La place des biens communs dans la transition écologique

Alternatives Economiques / Institut Veblen / Wojtek Kalinowski

Wojtek Kalinowski.

Journaliste à Alternatives Economiques, Wojtek Kalinowski travaille également à la Fondation Charles Léopold Mayer à Paris. Diplômé de l’Université d’Uppsala en Suède et de l’Ecole des Hautes Etudes en Sciences sociales, il intervient régulièrement dans la presse française et suédoise. Il a été rédacteur en chef de la Vie des Idées et poursuit cette fonction à laviedesidees.fr. Dans ce cadre, il a coordonné le numéro spécial de la Vie des Idées « Quand la Suède doute de son modèle » (septembre 2006). Dans les années 2004 - 2008, W. Kalinowski a été délégué général de la République des Idées.

Les biens communs sont en vogue grâce aux travaux d’Elinor et Vincent Ostrom, mais le terme n’est pas stabilisé et se prête à des usages divers. Au-delà des cas les plus connus comme la gestion des ressources naturelles locales ou le numérique, leur véritable potentiel reste encore à explorer, notamment dans le domaine de la coproduction des services locaux.

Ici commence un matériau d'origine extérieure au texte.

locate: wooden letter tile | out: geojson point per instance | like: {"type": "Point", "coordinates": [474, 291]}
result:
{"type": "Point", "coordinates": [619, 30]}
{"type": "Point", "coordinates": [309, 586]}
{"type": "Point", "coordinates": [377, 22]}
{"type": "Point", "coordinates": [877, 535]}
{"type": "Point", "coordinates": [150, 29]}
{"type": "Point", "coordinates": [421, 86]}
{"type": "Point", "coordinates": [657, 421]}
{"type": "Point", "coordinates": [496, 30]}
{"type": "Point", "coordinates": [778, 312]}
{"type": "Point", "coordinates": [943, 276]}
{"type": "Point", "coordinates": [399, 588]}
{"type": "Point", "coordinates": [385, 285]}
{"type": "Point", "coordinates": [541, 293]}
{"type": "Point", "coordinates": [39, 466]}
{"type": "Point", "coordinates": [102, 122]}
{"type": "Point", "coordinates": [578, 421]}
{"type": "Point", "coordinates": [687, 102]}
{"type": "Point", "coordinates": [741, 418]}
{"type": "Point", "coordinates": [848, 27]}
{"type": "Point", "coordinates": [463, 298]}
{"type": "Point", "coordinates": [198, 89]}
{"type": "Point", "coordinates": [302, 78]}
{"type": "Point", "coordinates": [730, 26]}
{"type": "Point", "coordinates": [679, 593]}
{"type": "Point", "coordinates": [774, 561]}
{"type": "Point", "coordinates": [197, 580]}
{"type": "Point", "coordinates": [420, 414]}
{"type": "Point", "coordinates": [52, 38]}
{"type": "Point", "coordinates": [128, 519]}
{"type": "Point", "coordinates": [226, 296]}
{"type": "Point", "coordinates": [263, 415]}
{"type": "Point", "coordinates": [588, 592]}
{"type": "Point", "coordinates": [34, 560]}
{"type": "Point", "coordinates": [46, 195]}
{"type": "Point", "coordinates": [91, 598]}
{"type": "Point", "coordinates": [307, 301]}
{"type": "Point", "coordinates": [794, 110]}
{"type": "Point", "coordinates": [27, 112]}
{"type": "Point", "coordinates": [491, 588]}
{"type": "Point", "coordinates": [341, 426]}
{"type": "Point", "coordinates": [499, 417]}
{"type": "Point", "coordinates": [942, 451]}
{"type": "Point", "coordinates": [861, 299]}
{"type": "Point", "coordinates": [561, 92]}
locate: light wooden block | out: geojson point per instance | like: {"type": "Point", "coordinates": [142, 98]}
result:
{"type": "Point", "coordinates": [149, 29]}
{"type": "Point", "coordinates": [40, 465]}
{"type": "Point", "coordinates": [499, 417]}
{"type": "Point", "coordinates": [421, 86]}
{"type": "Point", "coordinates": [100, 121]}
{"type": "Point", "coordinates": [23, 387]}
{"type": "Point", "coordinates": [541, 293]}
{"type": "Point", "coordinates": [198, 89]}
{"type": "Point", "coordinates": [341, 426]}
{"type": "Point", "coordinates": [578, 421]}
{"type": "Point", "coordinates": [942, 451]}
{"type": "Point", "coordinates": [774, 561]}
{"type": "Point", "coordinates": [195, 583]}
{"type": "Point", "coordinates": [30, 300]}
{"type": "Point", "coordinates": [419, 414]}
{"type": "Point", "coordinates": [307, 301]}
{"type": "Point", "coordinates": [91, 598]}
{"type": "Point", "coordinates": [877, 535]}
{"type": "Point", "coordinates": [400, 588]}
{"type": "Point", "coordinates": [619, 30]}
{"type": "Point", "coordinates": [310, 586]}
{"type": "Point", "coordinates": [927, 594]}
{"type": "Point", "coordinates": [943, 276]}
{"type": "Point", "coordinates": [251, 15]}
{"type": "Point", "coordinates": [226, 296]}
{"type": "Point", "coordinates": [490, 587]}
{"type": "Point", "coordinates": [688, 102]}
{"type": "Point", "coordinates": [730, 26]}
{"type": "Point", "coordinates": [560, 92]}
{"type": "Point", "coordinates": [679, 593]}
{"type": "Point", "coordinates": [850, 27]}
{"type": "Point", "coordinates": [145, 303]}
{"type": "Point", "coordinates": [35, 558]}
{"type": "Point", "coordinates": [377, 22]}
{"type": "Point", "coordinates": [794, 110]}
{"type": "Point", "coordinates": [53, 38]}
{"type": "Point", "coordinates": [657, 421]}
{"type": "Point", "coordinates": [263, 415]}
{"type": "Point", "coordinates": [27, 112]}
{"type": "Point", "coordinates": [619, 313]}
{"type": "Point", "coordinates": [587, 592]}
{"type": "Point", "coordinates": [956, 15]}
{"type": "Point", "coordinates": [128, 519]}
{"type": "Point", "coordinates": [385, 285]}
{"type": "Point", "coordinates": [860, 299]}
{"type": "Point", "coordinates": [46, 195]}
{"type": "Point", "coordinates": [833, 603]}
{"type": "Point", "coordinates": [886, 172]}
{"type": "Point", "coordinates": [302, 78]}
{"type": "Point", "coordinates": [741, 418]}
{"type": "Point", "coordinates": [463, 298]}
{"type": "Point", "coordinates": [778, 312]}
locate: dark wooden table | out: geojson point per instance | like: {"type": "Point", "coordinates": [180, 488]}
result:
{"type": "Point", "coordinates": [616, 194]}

La « boîte à outils » des experts en politique environnementale abonde d’outils de régulation conçus « par le haut » : que ce soit sous forme des normes de qualité, de l’action directe de l’Etat ou des incitations financières (écotaxes, subsides, marchés des permis…), l’autorité centrale édicte des règles de jeu censées gouverner les comportements des marchés, des individus et des entreprises.

Ces outils sont souvent indispensables mais ils font le pari improbable que le décideur central est toujours mieux informé que les acteurs locaux sur ce qu’il convient de faire, et que les mêmes causes produisent toujours les mêmes effets, quelque soit le contexte local.

La politique qui en découle fait massivement appel aux experts tout en se coupant du savoir local et se méfiant de l’idée que certains biens – par exemple, certaines ressources naturelles locales – pourraient être régulés et gérés directement par les populations concernées, plutôt que par l’intermédiaire des ser-vices de l’Etat ou du marché.

La méfiance des décideurs s’accroît encore à l’idée que ces biens seraient gérés en « biens communs », autrement dit partagés par une communauté d’utilisateurs qui se dote elle-même des règles d’usage et veille à leur respect.

Pourtant ce mode de gestion existe bel et bien et s’avère souvent efficace ; c’est ce qu’ont démontré les chercheurs américains Vincent et Elinor Ostrom à travers maints exemples concrets : un bassin d’eau partagé par des fermiers en Californie, un système d’irrigation géré par les agriculteurs en Espagne, des villages en Inde partageant les ressources forestières environnantes, un village de pêcheurs au Brésil…

Dans les sociétés traditionnelles comme dans les pays développés, ils ont révélé la persistance des modèles de gestion locaux, fondés sur la coopération et non la concurrence, où le partage est régulé localement et non par l’administration centrale, et où les droits d’usage collectifs remplacent les droits de propriété exclusifs et les rapports marchands. Il ne va pas uniquement du niveau auquel les décisions doivent être prises mais de savoir quels modes de gestion peuvent assurer une exploitation soutenable des ressources.